This is something we'll need to revisit: we're trying very hard to minimize the number of places in the codebase which know the names of the regions, like 'Middle East and Africa'. Right now we've gotten it down to just model/dd.py and model/emissions_factors.py, which has a notion of how clean the electric grid is in each region.

The intent is to let this model implementation function at the level of the whole world, and also be able to support regionalization to model the United States or India or the EU as the top level and have regions within it which are sensible for that purpose.

It may be that lldc_high_nrr_config only makes sense at the level of the entire world, and that if modelling the US or India or the EU that all of the regions within would either be 'Y' or 'N'

Shall I plan to add this lldc_high_nrr dictionary as a variable in dd.py (similar to dd.REGION)?

Sure, that would be fine. It will need a good description of what it is, since it won't be as widely used as the other things in that file.

DentonGentry · 2020-09-07T23:00:50Z

solution/healthandeducation/__init__.py

+ # Population_Tables!O2:X49
+ self.ref2_population = pd.DataFrame(ref2_population_list[1:],
+ columns=ref2_population_list[0],
+ index=list(range(2014, 2061)), dtype=np.float64)


Making the data come from a CSV file means one of the columns should be the Year, and use .set_index() on the DataFrame.

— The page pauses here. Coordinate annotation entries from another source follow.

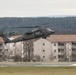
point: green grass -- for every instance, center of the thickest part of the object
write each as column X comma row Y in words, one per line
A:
column 37, row 70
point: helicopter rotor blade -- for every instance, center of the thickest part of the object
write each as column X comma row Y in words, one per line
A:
column 32, row 26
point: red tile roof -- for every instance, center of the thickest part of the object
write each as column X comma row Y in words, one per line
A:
column 62, row 38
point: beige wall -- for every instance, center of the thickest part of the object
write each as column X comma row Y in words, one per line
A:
column 42, row 48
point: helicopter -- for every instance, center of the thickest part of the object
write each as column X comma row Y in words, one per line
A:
column 32, row 34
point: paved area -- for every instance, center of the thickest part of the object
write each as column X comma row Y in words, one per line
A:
column 36, row 64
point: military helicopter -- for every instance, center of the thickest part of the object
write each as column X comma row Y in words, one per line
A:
column 32, row 34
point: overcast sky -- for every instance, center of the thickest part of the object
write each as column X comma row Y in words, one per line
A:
column 37, row 8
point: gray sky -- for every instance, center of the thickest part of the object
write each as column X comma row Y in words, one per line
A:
column 36, row 8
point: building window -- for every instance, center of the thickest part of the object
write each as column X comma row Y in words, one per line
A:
column 43, row 50
column 54, row 50
column 43, row 43
column 43, row 56
column 54, row 44
column 73, row 43
column 54, row 57
column 60, row 44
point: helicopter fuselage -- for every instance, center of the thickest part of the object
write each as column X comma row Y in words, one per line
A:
column 37, row 33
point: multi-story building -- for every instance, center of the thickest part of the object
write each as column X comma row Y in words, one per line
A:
column 63, row 47
column 42, row 50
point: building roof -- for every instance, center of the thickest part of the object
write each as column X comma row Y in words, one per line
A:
column 62, row 38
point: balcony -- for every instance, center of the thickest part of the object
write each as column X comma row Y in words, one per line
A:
column 61, row 47
column 61, row 53
column 73, row 52
column 73, row 46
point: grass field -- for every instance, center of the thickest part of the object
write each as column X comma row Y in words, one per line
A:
column 37, row 70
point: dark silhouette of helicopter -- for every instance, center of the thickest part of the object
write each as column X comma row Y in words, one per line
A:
column 32, row 34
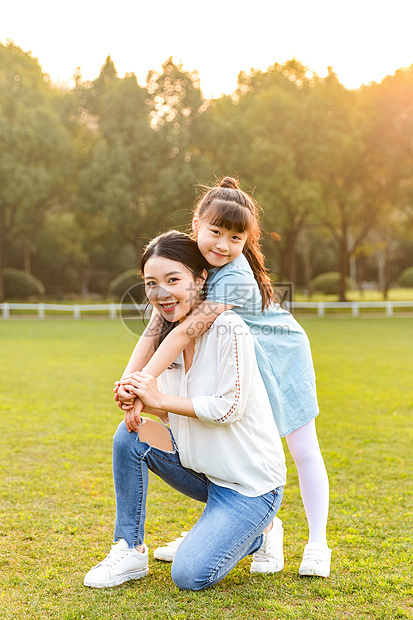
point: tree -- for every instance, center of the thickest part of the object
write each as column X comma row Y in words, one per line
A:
column 35, row 148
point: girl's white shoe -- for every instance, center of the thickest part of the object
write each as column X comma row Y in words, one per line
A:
column 316, row 560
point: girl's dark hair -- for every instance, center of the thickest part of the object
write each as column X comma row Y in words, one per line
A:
column 228, row 206
column 181, row 248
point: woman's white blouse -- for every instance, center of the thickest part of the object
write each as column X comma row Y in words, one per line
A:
column 234, row 440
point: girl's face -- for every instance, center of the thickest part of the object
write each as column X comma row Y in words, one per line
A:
column 171, row 288
column 217, row 244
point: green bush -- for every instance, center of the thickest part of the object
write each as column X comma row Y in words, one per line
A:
column 405, row 279
column 128, row 281
column 329, row 283
column 19, row 285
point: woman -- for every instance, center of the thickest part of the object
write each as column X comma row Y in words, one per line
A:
column 222, row 430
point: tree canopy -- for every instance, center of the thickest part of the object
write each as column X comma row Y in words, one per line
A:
column 89, row 174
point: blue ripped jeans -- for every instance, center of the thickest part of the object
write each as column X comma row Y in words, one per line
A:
column 230, row 527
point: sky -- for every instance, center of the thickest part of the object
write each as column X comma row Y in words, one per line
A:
column 363, row 40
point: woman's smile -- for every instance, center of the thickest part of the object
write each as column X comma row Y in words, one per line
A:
column 169, row 307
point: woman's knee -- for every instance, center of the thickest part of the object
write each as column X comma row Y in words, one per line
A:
column 188, row 577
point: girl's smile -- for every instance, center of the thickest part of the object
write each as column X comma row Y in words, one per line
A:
column 217, row 244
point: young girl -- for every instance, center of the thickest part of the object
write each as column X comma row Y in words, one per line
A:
column 224, row 447
column 226, row 225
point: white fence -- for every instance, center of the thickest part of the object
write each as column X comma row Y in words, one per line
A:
column 76, row 311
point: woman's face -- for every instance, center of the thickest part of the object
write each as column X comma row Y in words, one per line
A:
column 171, row 287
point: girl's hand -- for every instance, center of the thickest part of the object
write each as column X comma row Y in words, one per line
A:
column 145, row 386
column 133, row 416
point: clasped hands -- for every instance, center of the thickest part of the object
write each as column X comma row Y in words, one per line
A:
column 137, row 392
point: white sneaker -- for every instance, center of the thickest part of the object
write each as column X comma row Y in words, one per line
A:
column 167, row 554
column 316, row 560
column 121, row 564
column 270, row 557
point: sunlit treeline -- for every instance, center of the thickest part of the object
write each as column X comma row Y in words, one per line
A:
column 88, row 175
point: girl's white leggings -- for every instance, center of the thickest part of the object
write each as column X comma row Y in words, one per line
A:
column 305, row 450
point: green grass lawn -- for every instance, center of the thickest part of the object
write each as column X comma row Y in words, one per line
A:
column 57, row 501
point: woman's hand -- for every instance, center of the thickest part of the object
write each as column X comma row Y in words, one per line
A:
column 133, row 416
column 124, row 398
column 143, row 385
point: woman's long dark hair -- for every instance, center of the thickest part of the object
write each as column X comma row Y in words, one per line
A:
column 228, row 206
column 181, row 248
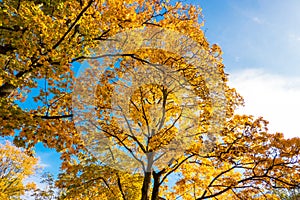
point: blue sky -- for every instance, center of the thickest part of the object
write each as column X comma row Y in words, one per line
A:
column 261, row 44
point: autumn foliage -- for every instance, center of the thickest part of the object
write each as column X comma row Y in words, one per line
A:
column 226, row 157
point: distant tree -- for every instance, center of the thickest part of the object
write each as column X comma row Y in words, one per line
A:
column 42, row 40
column 15, row 167
column 48, row 191
column 288, row 194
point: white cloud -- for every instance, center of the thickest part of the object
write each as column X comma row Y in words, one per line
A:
column 275, row 97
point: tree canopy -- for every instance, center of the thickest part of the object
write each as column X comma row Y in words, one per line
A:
column 149, row 114
column 15, row 168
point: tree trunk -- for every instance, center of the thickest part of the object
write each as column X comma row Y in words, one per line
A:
column 147, row 177
column 155, row 191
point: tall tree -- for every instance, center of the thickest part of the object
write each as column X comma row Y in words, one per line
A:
column 175, row 120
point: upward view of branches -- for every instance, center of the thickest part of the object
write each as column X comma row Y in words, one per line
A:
column 147, row 115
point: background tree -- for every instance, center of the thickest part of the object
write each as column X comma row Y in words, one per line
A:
column 15, row 167
column 41, row 43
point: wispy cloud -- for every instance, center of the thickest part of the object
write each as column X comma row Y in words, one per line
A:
column 272, row 96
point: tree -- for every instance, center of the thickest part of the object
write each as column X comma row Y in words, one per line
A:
column 15, row 167
column 179, row 123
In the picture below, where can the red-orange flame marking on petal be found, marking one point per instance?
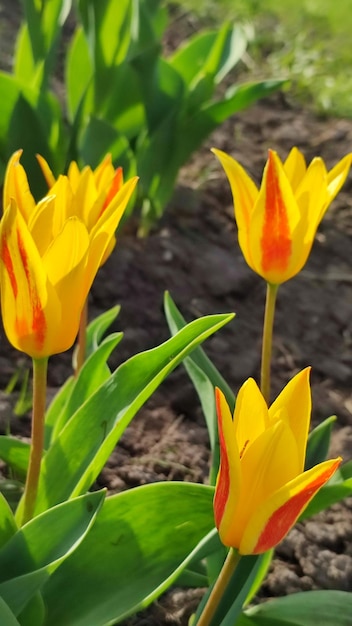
(276, 241)
(223, 482)
(115, 187)
(284, 518)
(38, 321)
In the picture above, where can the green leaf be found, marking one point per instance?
(238, 589)
(37, 549)
(94, 373)
(176, 322)
(310, 608)
(319, 442)
(205, 378)
(7, 618)
(8, 526)
(98, 138)
(78, 74)
(80, 451)
(55, 408)
(15, 453)
(98, 327)
(140, 543)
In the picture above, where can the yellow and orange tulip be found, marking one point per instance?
(86, 194)
(277, 223)
(49, 257)
(262, 487)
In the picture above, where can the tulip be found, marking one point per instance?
(48, 264)
(87, 194)
(262, 487)
(278, 222)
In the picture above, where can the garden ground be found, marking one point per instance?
(193, 253)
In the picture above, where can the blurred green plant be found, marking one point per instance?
(307, 41)
(123, 95)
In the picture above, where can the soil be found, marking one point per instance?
(193, 253)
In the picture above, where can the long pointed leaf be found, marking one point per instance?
(81, 450)
(140, 543)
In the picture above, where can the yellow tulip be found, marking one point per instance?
(262, 487)
(277, 223)
(49, 259)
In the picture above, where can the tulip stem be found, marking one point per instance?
(271, 293)
(230, 564)
(82, 339)
(40, 367)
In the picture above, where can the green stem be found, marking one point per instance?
(82, 339)
(40, 367)
(219, 588)
(271, 292)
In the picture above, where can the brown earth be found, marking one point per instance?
(193, 253)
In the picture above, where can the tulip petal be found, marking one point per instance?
(295, 167)
(65, 262)
(16, 186)
(28, 302)
(251, 414)
(275, 217)
(337, 176)
(267, 463)
(228, 482)
(104, 230)
(296, 402)
(273, 520)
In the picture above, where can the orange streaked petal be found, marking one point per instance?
(228, 481)
(273, 520)
(268, 463)
(28, 304)
(296, 402)
(337, 176)
(274, 218)
(47, 173)
(104, 230)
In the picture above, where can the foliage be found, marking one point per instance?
(123, 94)
(309, 42)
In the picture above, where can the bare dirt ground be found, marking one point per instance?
(193, 253)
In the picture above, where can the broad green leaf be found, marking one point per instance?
(41, 546)
(15, 453)
(142, 540)
(18, 591)
(98, 327)
(319, 442)
(239, 588)
(8, 526)
(176, 322)
(7, 618)
(323, 607)
(81, 450)
(56, 407)
(45, 541)
(25, 69)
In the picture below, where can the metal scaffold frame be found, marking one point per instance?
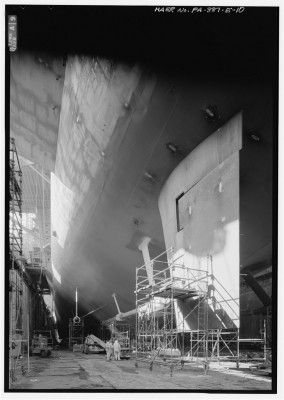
(76, 333)
(161, 328)
(16, 261)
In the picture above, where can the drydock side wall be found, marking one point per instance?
(199, 207)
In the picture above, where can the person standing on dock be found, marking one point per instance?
(109, 348)
(116, 348)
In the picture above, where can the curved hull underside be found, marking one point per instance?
(122, 131)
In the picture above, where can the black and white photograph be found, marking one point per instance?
(141, 198)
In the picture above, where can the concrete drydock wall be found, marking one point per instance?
(199, 207)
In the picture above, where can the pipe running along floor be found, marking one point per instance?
(65, 370)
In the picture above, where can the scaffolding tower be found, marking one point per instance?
(15, 259)
(172, 314)
(76, 333)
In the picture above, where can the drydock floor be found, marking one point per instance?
(66, 370)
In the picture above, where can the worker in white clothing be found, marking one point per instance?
(109, 347)
(116, 348)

The danger of using range(2014, 2061) for the index is that the data is decoupled from the year. Early on we had a bunch of bugs dealing with shifting years out from under the data, and adopted a policy of keeping the year indexes together with the data.

Agreed, it's safer to have an explicit Year column. I saw places in the codebase like test_tam.py which use the range(2014, 0261) method, so I mimicked that.
I've now abstracted this into the CSV file. I didn't use the .set_index() method you mentioned, but achieved the same effect by passing the index_col='Year' argument into pd.read_csv().

DentonGentry · 2020-09-07T23:02:24Z

solution/healthandeducation/__init__.py

+ if lldc_high_nrr_config['Asia (Sans Japan)'] == 'N':
+ ref1_elec_gen.loc[:, 'MDC + EE + LAC with higher educational attainment'] = ref1_elec_gen.loc[:, 'MDC + EE + LAC with higher educational attainment'] - self.ref1_tam_high_edu.loc[:, 'China']
+
+ ref1_elec_gen.loc[:, 'Total Electricity Demand in Countries with Low Educational Attainment (TWh), exluding China'] = ref1_elec_gen.loc[:, 'LLDC with low educational attainment, excluding China'] + ref1_elec_gen.loc[:, 'MDC + EE + LAC with low educational attainment, excluding China']


A big reason for wanting these to come from data files is that embedded within the Python code will make these more difficult to change as the researchers add data.

Does this mean I should remove the Asia (Sans Japan) reference in line 136? How might I abstract that into a data file?

DentonGentry · 2020-09-07T23:05:27Z

solution/healthandeducation/__init__.py

+# Population_Tables!C2:L49
+ref1_population_list = [
+ ['World', 'OECD90', 'Eastern Europe', 'Asia (Sans Japan)', 'Middle East and Africa', 'Latin America', 'China', 'India', 'EU', 'USA'],
+ [7349.47210, 929.27447, 407.26543, 3957.23614, 1421.29910, 634.39696, 1376.04894, 1311.05053, 738.44207, 321.77363],


Recommend these go into a data subdirectory within solution/health_and_education.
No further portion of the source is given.